The National Cybersecurity Protection System (NCPS) is, according to its website, “an integrated system-of-systems that delivers a range of capabilities, including intrusion detection, analytics, intrusion prevention, and information sharing capabilities that defend the civilian federal government’s information technology infrastructure from cyber threats and includes the hardware, software, supporting processes, training, and services that the program develops and acquires to support DHS’s cybersecurity mission.”

 

These capabilities, known as EINSTEIN, “provide a technological foundation that enables the Department of Homeland Security to secure and defend the federal civilian government’s information technology infrastructure against advanced cyber threats.”

 

Ummm...we should probably give EINSTEIN a new name since it completely missed hundreds of Russians stealthily digging around our governmental networks for months.  Just say'n...

This is all the more frustrating given that, in December 2018, the Government Accountability Office (GAO) warned of this exact thing happening: “The 23 civilian agencies covered by the Chief Financial Officers Act of 1990 have often not effectively implemented the federal government’s approach and strategy for securing information systems.  Until agencies more effectively implement the government’s approach and strategy, federal systems will remain at risk.”

As if all of that is not humiliating enough, two other facts make it even worse: First, the United States government may have never discovered the hack at all.  A private cybersecurity firm named FireEye actually discovered it and informed U.S. intelligence agencies, calling the attack “top-tier operational tradecraft.”

Second, the Russians facilitated the attack from servers inside the United States.  Some of the servers were actually in the same city as their intended targets. This was actually the most brilliant part of the plan because this allowed them to exploit rules that prohibit U.S. federal agencies from conducting domestic surveillance.
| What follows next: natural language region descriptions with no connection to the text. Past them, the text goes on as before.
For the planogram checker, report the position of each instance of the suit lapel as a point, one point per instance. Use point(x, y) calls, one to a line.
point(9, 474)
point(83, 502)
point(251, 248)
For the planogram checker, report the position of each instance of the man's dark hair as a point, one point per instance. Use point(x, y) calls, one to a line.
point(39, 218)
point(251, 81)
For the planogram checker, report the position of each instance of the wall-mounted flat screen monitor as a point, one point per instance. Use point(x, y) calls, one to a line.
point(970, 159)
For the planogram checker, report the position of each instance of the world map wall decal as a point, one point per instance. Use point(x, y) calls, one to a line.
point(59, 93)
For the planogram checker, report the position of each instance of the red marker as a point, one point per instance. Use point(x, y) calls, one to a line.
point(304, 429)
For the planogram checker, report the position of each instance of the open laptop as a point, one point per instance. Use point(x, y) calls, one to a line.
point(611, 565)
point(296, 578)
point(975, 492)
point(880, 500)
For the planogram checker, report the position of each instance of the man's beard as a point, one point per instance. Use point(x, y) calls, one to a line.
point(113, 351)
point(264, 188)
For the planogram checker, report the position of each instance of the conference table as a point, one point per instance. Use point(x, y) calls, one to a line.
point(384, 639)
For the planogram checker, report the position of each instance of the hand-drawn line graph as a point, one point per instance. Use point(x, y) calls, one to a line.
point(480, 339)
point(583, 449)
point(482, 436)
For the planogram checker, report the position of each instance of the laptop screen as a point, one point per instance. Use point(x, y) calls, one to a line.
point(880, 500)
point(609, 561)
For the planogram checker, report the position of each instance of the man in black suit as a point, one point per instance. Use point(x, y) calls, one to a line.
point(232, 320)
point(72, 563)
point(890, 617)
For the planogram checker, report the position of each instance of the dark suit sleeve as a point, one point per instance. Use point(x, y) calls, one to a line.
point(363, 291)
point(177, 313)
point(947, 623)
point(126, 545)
The Russian assault was so sophisticated — and so flawlessly executed — that experts were reportedly “stunned” by its scope and impact.  It will be months — if not years, or maybe never — before we know how much damage has been done, but it is already apparent that the harm is significant and severe.
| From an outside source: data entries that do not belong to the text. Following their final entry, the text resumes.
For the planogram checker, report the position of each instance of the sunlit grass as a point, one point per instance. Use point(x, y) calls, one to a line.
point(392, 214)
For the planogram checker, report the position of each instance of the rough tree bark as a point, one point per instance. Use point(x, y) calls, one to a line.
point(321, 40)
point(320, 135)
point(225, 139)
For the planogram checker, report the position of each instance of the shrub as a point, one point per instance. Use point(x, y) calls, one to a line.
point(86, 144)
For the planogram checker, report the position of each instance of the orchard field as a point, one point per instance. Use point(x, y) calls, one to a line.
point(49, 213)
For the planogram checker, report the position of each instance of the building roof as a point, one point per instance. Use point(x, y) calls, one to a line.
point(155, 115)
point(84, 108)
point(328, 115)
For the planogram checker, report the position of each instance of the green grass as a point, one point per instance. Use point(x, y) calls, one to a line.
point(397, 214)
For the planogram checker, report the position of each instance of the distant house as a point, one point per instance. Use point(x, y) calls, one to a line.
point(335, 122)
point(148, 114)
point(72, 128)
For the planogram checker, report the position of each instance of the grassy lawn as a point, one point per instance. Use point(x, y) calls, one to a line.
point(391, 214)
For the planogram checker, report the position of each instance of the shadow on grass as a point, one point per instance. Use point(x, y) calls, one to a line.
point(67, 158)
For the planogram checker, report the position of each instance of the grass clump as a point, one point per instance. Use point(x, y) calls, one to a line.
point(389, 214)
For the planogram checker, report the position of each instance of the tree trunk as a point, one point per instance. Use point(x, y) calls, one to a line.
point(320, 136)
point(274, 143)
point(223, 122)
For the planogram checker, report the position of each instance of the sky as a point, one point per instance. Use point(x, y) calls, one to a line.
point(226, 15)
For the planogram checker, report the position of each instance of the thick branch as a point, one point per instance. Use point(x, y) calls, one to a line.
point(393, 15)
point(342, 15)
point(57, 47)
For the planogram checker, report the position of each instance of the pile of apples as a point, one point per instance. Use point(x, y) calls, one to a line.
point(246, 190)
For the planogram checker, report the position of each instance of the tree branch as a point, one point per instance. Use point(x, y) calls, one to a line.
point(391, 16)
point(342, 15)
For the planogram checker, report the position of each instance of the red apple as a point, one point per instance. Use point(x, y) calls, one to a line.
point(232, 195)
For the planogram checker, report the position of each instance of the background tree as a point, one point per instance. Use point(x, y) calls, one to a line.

As a point of reference, the 2017 WannaCry fiasco — a hack perpetrated by North Korea that exploited a vulnerability in the Microsoft Windows operating system — reached 300,000 computer systems in 150 countries.  The estimated global loss caused by the attack is over $4 billion.

 

From all angles, it’s clear that China and Russia are ready to test the international order that America has ruled for decades, through military capabilities, hybrid warfare, and increasingly positive diplomatic relations around the world.

These countries are all the more dangerous because they view pesky things like human rights and the rule of law as nothing more than nuisances — and that philosophy can easily spread across the globe.

​The bottom line is that China and Russia’s crafty tactics are working, so we better find ways to nip them in the bud.  And fast.